Eating, body, and the overlap

There is a meaningful and underrecognized overlap between eating disorders and neurodivergence in women. ARFID (sensory-based food avoidance) often co-occurs with autism. Binge eating patterns often co-occur with ADHD. Restrictive eating sometimes serves a regulation function in autistic women that is not captured by the standard eating disorder framework.

Treating the eating disorder without recognizing the underlying neurodivergence often leads to incomplete recovery and high relapse rates.

A more honest closing

If you are reading this and recognizing yourself or a girl or woman in your life, sit with that for a minute before you reach for a label. Notice where the masking has been heaviest. Notice when symptoms intensify in relation to hormones, sleep, or workload. Notice the gap between how put-together you appear and how exhausted you actually are.

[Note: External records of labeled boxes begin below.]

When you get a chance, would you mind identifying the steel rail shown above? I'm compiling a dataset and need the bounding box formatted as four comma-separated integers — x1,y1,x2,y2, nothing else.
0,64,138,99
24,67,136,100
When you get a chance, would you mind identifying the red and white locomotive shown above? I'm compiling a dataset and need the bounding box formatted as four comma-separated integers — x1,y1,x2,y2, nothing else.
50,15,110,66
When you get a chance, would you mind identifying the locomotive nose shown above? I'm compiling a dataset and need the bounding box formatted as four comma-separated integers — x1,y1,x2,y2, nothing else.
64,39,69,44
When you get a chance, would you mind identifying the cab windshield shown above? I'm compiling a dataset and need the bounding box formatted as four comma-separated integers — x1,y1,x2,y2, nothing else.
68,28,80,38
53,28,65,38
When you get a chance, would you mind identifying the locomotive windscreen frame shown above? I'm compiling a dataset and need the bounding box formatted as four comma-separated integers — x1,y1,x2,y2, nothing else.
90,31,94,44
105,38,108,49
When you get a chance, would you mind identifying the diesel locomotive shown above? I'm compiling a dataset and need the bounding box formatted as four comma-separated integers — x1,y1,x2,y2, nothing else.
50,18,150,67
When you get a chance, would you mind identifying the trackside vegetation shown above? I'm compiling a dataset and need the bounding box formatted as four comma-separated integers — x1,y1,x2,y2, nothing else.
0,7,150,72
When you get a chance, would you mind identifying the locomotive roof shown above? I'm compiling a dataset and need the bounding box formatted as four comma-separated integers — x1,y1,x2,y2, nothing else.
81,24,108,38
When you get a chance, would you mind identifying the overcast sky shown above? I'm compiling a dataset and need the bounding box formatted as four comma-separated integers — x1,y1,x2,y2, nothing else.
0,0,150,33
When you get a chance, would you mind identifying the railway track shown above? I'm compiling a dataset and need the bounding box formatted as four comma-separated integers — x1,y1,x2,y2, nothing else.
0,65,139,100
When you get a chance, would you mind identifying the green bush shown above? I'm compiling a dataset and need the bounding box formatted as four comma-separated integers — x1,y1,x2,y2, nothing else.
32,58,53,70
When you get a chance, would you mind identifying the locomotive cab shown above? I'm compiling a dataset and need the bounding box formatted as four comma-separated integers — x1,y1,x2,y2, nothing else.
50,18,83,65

Women and AFAB people with ADHD and autism often bring deep empathy, sharp pattern recognition, creative thinking, and the kind of resourcefulness that comes from a lifetime of figuring out how to fit. Those qualities are real. They are also not a substitute for accommodation, support, and accurate understanding of how your brain actually works.

If what you read here resonates, take that as a starting point, not a conclusion. Late-presenting ADHD and autism in women overlap with anxiety, depression, hormonal disorders, eating disorders, and complex trauma in ways that need careful clinical sorting. A 60-second video cannot do that. A real evaluation can, and the right read often changes everything.